Così siamo di fronte all’ennesimo paradosso: mentre oggi escono i dati economici che confermano l’inarrestabile e drammatico declino dell’Italia, sottoposto a diktat, ricette, tesi avvizzite e incapacità di elaborazione politica e di contatto con la realtà che sono poi la bibbia politica dell governo delle larghe intese, i ballottaggi e il voto in Sicilia lanciano un allarme rosso sulla situazione e sugli umori del Paese, ma al tempo stesso rafforzano e congelano l’inciucio. Gli apparati del Pd possono far credere o auto convincersi che la vittoria nel deserto delle urne possa essere spacciata come un’indiretta approvazione del governo assieme a Berlusconi. Mentre la sedicente rimonta del Pdl esce di molto ridimensionata e finirà per allontanare la tentazione di far saltare il banco anche se l’alternativa fosse quella di doversi rimangiare qualche sacra promessa. Tanto una più, una meno.

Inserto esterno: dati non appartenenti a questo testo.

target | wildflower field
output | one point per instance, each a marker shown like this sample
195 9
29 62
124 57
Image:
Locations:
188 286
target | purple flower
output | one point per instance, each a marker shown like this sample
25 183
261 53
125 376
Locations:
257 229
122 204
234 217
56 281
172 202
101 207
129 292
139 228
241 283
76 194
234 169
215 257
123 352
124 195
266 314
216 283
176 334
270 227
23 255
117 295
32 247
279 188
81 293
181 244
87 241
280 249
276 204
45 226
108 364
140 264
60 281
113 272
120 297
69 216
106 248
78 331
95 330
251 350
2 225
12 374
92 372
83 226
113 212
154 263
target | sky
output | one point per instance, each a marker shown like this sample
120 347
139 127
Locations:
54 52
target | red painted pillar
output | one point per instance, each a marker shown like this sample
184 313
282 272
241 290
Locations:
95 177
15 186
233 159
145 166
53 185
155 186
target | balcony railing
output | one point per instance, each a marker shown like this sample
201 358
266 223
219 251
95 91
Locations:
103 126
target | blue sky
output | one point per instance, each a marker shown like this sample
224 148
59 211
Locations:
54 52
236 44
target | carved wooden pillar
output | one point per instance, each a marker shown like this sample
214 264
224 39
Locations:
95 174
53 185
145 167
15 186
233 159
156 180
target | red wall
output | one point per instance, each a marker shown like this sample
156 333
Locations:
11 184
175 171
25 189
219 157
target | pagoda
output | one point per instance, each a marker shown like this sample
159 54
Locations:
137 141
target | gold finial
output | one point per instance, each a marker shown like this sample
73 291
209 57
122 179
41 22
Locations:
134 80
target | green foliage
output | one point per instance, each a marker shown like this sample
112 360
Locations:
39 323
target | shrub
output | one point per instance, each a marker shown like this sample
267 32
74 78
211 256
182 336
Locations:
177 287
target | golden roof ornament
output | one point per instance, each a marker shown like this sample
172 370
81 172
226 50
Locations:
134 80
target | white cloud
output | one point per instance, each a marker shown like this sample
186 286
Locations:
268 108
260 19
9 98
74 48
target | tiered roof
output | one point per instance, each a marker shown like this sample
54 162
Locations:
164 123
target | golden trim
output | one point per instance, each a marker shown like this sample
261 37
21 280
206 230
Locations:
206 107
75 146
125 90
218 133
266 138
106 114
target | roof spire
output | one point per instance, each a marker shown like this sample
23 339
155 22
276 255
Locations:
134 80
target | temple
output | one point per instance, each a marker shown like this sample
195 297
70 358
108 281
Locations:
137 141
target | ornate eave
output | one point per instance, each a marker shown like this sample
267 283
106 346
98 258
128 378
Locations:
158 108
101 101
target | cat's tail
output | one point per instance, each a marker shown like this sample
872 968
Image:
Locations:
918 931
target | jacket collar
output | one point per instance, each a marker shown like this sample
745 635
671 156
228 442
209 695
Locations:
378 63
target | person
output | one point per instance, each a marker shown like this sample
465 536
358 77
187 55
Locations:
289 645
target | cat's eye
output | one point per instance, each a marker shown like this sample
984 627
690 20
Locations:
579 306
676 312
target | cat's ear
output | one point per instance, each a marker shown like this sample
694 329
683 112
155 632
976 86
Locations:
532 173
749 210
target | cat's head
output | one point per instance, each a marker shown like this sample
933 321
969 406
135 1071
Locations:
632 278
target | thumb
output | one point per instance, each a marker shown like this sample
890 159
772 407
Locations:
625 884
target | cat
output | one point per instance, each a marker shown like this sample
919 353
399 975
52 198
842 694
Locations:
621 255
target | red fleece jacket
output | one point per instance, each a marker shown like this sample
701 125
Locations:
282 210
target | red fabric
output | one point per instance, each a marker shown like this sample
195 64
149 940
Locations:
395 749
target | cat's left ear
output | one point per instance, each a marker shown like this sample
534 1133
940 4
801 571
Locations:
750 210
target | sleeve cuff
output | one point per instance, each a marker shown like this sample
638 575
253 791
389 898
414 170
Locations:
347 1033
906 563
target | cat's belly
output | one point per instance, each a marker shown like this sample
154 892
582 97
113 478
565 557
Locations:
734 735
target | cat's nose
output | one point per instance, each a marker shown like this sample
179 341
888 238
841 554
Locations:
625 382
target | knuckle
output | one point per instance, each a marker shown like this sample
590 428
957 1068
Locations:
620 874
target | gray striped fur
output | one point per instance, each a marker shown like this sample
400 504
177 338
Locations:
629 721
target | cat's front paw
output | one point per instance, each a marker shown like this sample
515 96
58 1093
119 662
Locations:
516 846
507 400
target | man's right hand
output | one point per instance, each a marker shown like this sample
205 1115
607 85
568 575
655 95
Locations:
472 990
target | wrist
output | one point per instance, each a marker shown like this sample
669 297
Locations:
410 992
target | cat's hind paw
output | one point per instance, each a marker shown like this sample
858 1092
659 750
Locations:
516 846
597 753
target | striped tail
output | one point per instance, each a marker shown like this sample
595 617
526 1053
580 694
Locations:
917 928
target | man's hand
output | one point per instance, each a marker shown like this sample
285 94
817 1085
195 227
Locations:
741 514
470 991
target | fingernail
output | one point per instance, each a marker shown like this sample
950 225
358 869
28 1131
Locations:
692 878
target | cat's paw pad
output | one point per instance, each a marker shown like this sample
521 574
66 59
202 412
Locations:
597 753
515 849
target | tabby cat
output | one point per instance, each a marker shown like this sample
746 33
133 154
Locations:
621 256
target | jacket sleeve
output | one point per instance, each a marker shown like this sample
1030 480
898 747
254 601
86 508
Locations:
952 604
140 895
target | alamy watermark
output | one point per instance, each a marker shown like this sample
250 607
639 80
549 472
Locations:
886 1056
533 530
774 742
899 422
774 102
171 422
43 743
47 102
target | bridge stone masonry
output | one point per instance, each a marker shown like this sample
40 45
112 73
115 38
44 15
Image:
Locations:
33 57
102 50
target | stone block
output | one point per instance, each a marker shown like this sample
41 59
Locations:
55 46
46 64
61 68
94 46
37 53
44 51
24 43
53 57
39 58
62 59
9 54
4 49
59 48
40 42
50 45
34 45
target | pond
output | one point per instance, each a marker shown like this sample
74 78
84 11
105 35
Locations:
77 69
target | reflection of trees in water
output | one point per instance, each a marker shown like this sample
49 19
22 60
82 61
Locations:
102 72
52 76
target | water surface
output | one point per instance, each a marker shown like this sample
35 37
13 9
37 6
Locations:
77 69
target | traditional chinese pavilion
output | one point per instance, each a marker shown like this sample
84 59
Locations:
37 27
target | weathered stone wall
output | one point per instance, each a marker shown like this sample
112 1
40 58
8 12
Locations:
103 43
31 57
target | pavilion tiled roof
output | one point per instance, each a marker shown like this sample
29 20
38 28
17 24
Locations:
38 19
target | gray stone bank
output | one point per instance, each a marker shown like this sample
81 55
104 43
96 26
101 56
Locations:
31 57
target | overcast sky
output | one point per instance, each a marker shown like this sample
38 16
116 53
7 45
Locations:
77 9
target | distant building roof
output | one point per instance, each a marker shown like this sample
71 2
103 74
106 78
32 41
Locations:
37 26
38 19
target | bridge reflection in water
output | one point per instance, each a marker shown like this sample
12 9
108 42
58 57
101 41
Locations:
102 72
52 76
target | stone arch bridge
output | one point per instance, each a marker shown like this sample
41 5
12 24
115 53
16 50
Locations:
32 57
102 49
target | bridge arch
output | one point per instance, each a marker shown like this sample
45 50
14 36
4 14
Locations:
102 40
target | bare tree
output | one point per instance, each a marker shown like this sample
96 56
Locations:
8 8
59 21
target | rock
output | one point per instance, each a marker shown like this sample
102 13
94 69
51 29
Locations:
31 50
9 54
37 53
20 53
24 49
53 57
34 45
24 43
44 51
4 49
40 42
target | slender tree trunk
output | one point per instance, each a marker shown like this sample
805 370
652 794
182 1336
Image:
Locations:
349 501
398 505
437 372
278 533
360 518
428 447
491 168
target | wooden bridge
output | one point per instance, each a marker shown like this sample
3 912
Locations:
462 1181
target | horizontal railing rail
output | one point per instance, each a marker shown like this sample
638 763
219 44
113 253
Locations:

Di certo ci sono ormai molte città le cui amministrazioni sono elette da una sparuta minoranza di cittadini, condividendo in pieno il destino dell’esecutivo nazionale e della sua maggioranza che rappresenta più o meno un terzo degli aventi diritto al voto. E questo costituisce insieme un pericolo per la democrazia, ma anche un ostacolo per il buongoverno a causa del peso che finiscono per assumere i gruppi di pressione e il voto di scambio. Questa è la china nella quale stiamo precipitando e dalla quale nemmeno una vittoria contro qualche maleodorante personaggio che magari rischiamo di trovarci ministro, può dare vero respiro.